Abner: Are you seriously thinking we should go back, into a hostile town full of armed soldiers, to rescue a girl from a madboy's fortress?!?
Lars: Yes! Yes I am!
Abner: There's a million reasons why that is not going to work!
Dimo: (dramatic entrance) Dun vorry. Dere's three reasons it iz.

Martellus von Blitzengaard: I can kill family members all day and know I'm making the world a better place.

    • The Old Heterodynes, as seen here, for instance.
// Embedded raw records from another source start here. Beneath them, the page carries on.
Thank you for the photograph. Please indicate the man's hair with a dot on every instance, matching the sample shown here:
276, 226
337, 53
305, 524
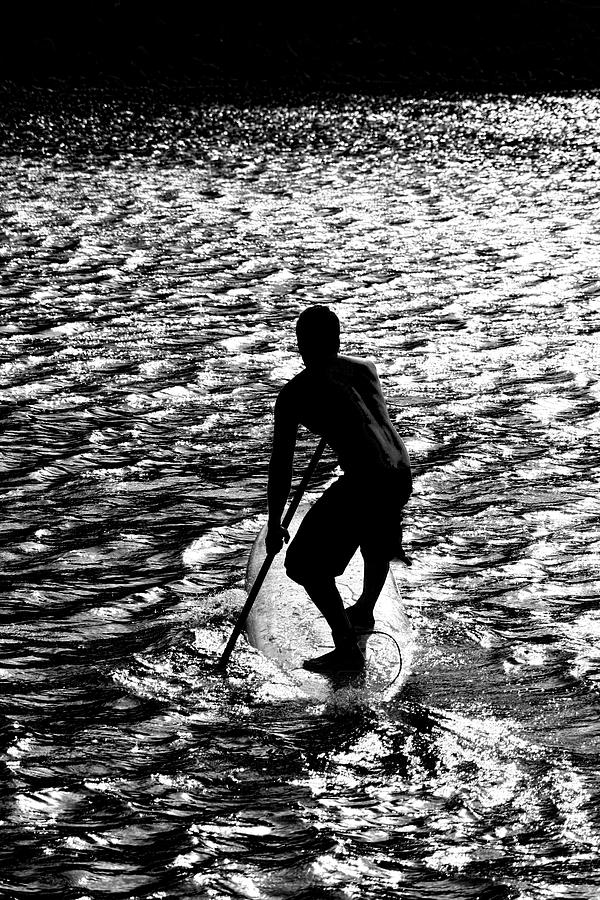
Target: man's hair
318, 331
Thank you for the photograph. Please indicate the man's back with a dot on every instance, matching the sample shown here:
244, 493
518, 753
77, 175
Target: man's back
341, 399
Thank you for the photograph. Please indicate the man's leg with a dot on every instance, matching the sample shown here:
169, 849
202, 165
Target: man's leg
347, 654
361, 614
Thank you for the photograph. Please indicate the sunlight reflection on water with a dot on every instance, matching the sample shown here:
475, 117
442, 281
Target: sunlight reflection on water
153, 273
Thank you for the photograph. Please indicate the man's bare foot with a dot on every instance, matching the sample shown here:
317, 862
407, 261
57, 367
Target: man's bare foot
342, 659
360, 618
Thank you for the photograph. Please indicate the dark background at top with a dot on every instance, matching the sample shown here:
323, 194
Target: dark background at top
517, 44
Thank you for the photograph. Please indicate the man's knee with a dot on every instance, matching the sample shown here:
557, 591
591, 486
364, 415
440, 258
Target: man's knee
294, 567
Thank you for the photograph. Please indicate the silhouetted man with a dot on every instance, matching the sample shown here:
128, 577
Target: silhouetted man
340, 398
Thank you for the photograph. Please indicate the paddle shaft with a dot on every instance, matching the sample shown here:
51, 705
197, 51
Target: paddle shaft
295, 503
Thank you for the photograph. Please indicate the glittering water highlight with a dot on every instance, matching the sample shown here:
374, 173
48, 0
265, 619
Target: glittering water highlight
154, 261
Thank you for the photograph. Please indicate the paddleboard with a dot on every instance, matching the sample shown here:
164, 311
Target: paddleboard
287, 628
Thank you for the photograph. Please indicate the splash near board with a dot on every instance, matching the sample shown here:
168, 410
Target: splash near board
287, 628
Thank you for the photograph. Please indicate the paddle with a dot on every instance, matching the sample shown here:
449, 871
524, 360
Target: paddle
270, 556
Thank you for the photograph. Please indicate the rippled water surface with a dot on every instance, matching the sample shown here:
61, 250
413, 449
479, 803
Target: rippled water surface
153, 267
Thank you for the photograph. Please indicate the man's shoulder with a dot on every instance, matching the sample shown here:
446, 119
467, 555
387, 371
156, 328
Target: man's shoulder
358, 362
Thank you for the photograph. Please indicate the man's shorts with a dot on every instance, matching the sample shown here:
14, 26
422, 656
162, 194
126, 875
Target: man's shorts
350, 514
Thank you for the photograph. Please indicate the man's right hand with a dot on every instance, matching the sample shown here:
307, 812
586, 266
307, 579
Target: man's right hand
276, 537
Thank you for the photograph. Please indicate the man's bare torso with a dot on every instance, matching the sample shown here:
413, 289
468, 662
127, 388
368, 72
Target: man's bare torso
341, 399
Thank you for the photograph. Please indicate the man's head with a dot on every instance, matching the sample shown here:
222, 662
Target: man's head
318, 333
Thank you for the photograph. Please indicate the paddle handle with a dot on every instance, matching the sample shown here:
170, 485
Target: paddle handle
291, 511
Gil: So this was the nursery?
Tarvek: It explains... so much...

  • Bilingual Bonus
    • Many names of people, races, places, etc., make more sense if one knows a little German; for instance, "Jägermonster" can be interpreted as "hunting monster".
    • "Si vales valeo" is Latin for "If you are well, I am well", a phrase used in ancient Roman times to start writing a letter like "Dear Mister Smith". In the world of Girl Genius, it has a more literal meaning.
  • Black and Gray Morality: Agatha and Klaus are both sympathetically gray and fighting for perfectly reasonable reasons. There are several villains that are clearly black, and both of them want those destroyed.
  • Bleached Underpants: A variant, in that prior to Girl Genius, Phil Foglio was the author and artist of the XXXenophile series of pornographic comics, and unlike many artists with a similar background makes no attempt to hide it. However, before XXXenophile, he was already well known for What's New with Phil and Dixie for Dragon Magazine, and Buck Godot Zap Gun for Hire, and did book covers and illustrations (most memorably, for Robert Asprin's Myth Adventures series), as well as the classic Con Reports and a trio of excellent, funny updates of old '60s humor comics for DC Comics at about the same time as XXXenophile.
    • A lot of Girl Genius is made up of brilliant little ideas that Foglio didn't use in his pornographic work. The Jägers' speech pattern and dental work? From XXXenophile: "A Beautiful Tail" and "My Favorite Oitling". Zeetha's jewelry, with the little faces that mimic whatever her current facial expression is? From XXXenophile: "Blue Opal".
  • Blessed Are the Cheesemakers: Cheese appears often, and sometimes seems to be employed as a symbol of romance. And a barfight projectile. Sometimes both at the same time. See Zeetha and Higgs. Lars was a cheesemaker's apprentice before he joined the Circus.
  • Blessed with Suck
    • The Spark itself. If you have it, you can warp the laws of physics with the contents of the average Store Cupboard. Bad part? You go insane to varying degrees whenever you do it. The natural result of that is that most Sparks, and Agatha in particular, have to deal with being shunned, used, or attacked by most everyone they meet. And that's if they don't get killed by one of their own creations.
    • Agatha before her breakthrough, when she wore the locket to suppress her Spark. It undoubtedly saved her life, but it also made her completely incompetent and destroyed her self-esteem.
    • Tarvek framed his cousin Violetta for incompetence so that she'd get relieved from being his bodyguard and sent to Mechanicsburg - immediately before a wave of assassination attempts began that killed twelve of his bodyguards in under three years. This saved her life, but since he hadn't told her what he was doing it also gave her an inferiority complex that took her several years to start shedding.
  • Bling of War: Most troops are trying to look cool -- some, too hard. Jägers tend to dress in less unified fancy clothes, with their own peculiar taste. Of "Da Boyz", Maxim wears the most fashionable set -- he's an ex-cavalry officer, after all.
  • Blondes Are Evil: Played straight with Lucrezia and Zola; played with by Von Pinn. Averted with Agatha (who's a strawberry blonde, therefore crossing into Heroes Want Redheads).
  • Blood Sisters: Agatha and Zeetha are bound for life by the ancient Skifanderian tradition of kolee-dok-zumil, which is essentially a sensei-student relationship taken Up To Eleven.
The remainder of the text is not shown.